The package can be retrieved using the semantic version, or latest (current production).
To see how this can be consumed in a Release Train approach, see Terraform Cloud.
Custom State Management
Custom Desired State Management Solution
This example provides desired state management to the Mulesoft AnyPoint Cloudhub 2 platform. As at time of writing, a Terraform provider existed, but was incomplete, having no mechanism to deploy the runtime.
The application stack is made up of individual API definitions, each paired with a runtime component.
The proprietary Mulesoft Anypoint Platform artefact store is called Exchange, and each artefact is called an Asset. Each asset is pushed to the exchange from the autonomous development pipelines. In the examples below, these are GitLab for Windows and Jenkins for Linux. Both use platform independent Maven deploy to push the asset.
The release declaration is in the form of a manifest, specifying each desired component and it’s version.
API Runtime
sprint-zero-api=1.0.1 sprint-zero-app=1.2.195
patient-summary-api=1.2.0 patient-summary-app=1.4.114
While the stack construction is the same in all environments, unique settings for each environment are defined in configuration management files, e.g. properties.cm. The properties management is covered in more detail in later sections.
The key construct for the Authoritative Release is that all aspects of the release process are predictable and repeatable. Configuration and helper scripts are packaged into an immutable release. No build process is required, so the minimal CDAF.solution is all that is required, assuming the custom state management is placed in the custom directory within the solution directory, e.g.

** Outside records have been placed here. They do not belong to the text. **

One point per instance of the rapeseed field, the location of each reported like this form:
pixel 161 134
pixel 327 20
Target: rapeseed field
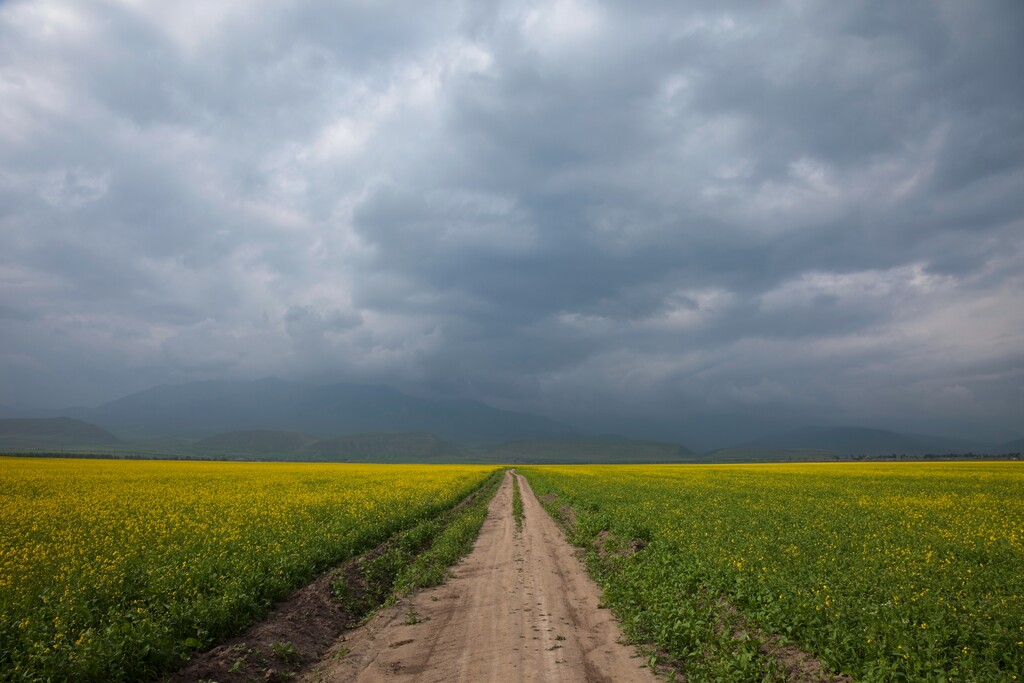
pixel 901 571
pixel 117 570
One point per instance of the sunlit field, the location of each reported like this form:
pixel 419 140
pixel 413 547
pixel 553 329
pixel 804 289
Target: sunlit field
pixel 884 571
pixel 115 570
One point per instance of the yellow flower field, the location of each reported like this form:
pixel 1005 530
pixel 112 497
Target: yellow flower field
pixel 115 570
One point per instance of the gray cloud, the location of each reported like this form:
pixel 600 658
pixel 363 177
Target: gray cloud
pixel 573 208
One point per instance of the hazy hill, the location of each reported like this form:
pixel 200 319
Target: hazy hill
pixel 255 441
pixel 51 433
pixel 408 446
pixel 1017 445
pixel 598 450
pixel 202 409
pixel 853 441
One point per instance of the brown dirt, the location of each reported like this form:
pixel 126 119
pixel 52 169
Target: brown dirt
pixel 520 607
pixel 294 634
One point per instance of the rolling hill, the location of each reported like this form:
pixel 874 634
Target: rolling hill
pixel 254 441
pixel 1017 445
pixel 824 441
pixel 52 434
pixel 204 409
pixel 597 450
pixel 408 446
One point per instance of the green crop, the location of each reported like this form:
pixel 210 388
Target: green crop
pixel 883 571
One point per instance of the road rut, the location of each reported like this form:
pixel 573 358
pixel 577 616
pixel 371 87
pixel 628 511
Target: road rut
pixel 519 607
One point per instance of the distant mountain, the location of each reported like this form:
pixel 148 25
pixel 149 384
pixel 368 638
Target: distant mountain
pixel 1017 445
pixel 855 441
pixel 408 446
pixel 51 433
pixel 598 450
pixel 203 409
pixel 255 441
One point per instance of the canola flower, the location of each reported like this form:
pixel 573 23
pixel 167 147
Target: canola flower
pixel 116 570
pixel 889 571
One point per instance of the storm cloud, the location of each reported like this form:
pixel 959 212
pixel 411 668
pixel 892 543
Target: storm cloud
pixel 573 208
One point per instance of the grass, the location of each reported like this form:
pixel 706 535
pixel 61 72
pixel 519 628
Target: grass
pixel 418 557
pixel 119 570
pixel 883 571
pixel 516 503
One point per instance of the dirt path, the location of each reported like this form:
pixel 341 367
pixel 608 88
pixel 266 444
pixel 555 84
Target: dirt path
pixel 519 607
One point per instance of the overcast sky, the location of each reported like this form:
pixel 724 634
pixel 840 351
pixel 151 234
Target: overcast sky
pixel 566 207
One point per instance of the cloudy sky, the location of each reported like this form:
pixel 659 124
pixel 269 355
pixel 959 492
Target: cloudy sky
pixel 569 207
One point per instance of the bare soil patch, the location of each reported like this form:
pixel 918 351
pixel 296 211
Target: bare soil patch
pixel 520 607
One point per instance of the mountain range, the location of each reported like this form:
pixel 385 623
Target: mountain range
pixel 274 418
pixel 204 409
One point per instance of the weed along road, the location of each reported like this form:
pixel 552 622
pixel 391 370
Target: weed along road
pixel 519 607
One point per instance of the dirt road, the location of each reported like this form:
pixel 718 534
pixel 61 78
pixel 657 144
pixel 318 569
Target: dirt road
pixel 519 607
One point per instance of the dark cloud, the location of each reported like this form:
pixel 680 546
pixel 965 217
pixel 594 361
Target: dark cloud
pixel 577 208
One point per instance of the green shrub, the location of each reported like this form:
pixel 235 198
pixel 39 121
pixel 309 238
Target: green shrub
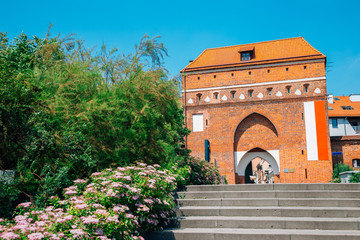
pixel 355 178
pixel 113 204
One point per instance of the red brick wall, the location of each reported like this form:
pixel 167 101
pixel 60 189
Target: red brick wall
pixel 258 75
pixel 282 113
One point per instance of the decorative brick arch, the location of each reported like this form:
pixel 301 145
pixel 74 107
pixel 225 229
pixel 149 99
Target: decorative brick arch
pixel 243 159
pixel 255 131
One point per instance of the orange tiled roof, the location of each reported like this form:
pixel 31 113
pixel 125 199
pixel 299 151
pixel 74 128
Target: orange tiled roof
pixel 265 52
pixel 344 101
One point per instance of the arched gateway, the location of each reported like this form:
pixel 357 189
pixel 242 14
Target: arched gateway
pixel 264 101
pixel 255 137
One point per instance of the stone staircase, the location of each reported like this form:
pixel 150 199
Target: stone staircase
pixel 264 212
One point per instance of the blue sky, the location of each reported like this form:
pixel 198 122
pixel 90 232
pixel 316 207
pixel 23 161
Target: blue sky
pixel 188 27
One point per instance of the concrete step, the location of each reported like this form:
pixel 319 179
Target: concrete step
pixel 300 202
pixel 328 212
pixel 252 234
pixel 276 186
pixel 266 222
pixel 270 194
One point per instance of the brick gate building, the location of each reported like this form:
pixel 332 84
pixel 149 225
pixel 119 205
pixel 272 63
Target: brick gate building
pixel 264 100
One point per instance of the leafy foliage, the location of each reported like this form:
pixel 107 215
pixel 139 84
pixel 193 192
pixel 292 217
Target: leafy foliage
pixel 113 204
pixel 66 111
pixel 195 171
pixel 339 168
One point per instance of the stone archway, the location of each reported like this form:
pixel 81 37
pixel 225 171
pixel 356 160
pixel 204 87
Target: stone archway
pixel 255 137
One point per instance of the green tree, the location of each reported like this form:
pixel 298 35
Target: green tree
pixel 66 111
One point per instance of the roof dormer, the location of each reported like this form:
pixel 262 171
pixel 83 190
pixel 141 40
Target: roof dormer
pixel 247 53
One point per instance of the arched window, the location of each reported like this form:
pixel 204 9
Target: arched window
pixel 356 162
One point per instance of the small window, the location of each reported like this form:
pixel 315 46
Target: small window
pixel 245 56
pixel 334 123
pixel 356 162
pixel 288 89
pixel 354 124
pixel 347 107
pixel 306 87
pixel 198 123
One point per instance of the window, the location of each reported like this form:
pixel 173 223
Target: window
pixel 198 123
pixel 334 123
pixel 347 107
pixel 354 124
pixel 288 89
pixel 245 56
pixel 306 87
pixel 356 162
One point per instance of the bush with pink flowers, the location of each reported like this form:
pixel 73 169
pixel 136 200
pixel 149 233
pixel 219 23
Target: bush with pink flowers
pixel 123 203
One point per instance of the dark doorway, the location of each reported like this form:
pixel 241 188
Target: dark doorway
pixel 248 173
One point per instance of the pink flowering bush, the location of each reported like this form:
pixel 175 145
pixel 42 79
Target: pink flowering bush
pixel 123 203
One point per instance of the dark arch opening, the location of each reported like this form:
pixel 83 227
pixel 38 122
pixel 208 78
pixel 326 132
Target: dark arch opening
pixel 253 124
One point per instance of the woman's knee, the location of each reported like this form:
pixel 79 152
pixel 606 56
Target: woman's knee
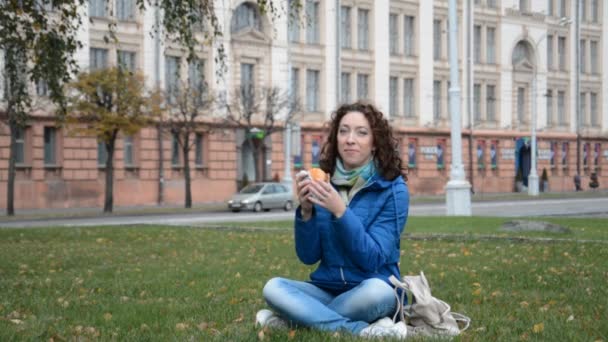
pixel 272 288
pixel 377 288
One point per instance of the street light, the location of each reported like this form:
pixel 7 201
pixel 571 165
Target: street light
pixel 533 176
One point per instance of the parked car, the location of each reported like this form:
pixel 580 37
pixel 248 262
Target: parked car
pixel 262 196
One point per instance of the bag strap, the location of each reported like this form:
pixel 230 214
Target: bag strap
pixel 402 309
pixel 400 298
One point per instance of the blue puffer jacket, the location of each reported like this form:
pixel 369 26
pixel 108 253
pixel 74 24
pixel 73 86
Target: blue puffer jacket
pixel 364 243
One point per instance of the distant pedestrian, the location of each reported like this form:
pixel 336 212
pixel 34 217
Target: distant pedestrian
pixel 352 227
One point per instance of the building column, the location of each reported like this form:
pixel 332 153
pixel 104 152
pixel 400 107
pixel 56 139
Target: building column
pixel 425 61
pixel 603 110
pixel 223 83
pixel 573 48
pixel 83 36
pixel 381 55
pixel 151 46
pixel 330 72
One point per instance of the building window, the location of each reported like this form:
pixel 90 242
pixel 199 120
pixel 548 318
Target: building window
pixel 593 109
pixel 481 148
pixel 595 8
pixel 97 8
pixel 312 14
pixel 393 34
pixel 561 51
pixel 593 54
pixel 436 100
pixel 440 154
pixel 198 149
pixel 477 44
pixel 583 106
pixel 20 146
pixel 583 55
pixel 50 146
pixel 196 78
pixel 42 88
pixel 561 7
pixel 172 72
pixel 437 39
pixel 409 35
pixel 411 153
pixel 125 10
pixel 494 155
pixel 549 52
pixel 549 108
pixel 293 22
pixel 362 87
pixel 521 104
pixel 312 90
pixel 393 89
pixel 175 150
pixel 345 87
pixel 247 85
pixel 102 154
pixel 126 60
pixel 490 45
pixel 490 102
pixel 363 29
pixel 477 102
pixel 583 10
pixel 294 85
pixel 98 59
pixel 345 34
pixel 408 97
pixel 561 107
pixel 246 16
pixel 128 150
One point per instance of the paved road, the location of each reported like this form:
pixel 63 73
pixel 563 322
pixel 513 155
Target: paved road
pixel 587 207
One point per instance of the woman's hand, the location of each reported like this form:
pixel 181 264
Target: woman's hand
pixel 302 189
pixel 323 194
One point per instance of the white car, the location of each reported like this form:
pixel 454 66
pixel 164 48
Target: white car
pixel 262 196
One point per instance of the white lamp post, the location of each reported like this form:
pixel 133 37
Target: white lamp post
pixel 533 176
pixel 458 189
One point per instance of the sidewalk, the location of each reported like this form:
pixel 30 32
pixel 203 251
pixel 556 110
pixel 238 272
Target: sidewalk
pixel 41 214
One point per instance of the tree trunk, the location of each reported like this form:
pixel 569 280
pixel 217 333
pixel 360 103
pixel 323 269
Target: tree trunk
pixel 186 152
pixel 109 199
pixel 10 186
pixel 256 159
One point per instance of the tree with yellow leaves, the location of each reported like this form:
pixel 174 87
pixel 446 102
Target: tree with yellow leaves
pixel 104 103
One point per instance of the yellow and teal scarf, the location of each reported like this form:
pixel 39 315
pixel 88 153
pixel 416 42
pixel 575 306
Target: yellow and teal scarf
pixel 349 182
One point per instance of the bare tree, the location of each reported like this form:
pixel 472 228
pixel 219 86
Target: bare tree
pixel 260 113
pixel 185 107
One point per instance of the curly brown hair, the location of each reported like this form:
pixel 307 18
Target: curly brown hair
pixel 388 160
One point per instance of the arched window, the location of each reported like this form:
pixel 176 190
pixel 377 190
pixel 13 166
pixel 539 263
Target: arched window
pixel 522 53
pixel 246 16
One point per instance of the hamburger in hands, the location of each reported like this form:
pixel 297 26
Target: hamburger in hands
pixel 315 174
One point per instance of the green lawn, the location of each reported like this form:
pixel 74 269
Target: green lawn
pixel 160 283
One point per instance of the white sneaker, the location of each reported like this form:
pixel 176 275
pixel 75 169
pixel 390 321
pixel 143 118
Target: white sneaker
pixel 385 328
pixel 266 318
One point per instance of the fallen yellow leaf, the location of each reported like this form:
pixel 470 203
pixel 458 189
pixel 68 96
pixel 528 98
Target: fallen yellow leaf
pixel 538 328
pixel 181 326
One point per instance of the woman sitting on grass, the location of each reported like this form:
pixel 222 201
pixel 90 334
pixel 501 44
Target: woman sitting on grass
pixel 352 227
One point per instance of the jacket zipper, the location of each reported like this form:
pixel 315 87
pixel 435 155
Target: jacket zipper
pixel 342 275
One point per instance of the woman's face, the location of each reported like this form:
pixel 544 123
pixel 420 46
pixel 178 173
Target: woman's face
pixel 355 140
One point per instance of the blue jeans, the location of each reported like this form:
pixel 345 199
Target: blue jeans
pixel 305 304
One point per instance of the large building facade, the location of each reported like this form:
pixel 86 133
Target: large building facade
pixel 394 54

The application and environment settings are split into separate configuration management files. Application settings are those which have the same value, for the release, in all environments.
At deploy time, an array is constructed combining the application settings and the environment properties. A SHA-256 hash is generated from each array, to provide an identification mechanism of state, without disclosing any of the settings, some of which maybe sensitive.
After deployment, these are persisted. In this example, they are stored in an Atlassian Confluence page. The advantage of this is that if it is desired to reset an environment after suspected manual interference, the record(s) can be deleted and the deployment rerun.
Once complete, the new current state is persisted.
These can be aggregated in the Wiki to provide a consolidate view for non-techincal users
Note that the overarching release number is used as a update comment when writing to the Confluence page, this provides a release history which is visible outside of the toolchain, which is easier to access by business users such as test managers and product owners.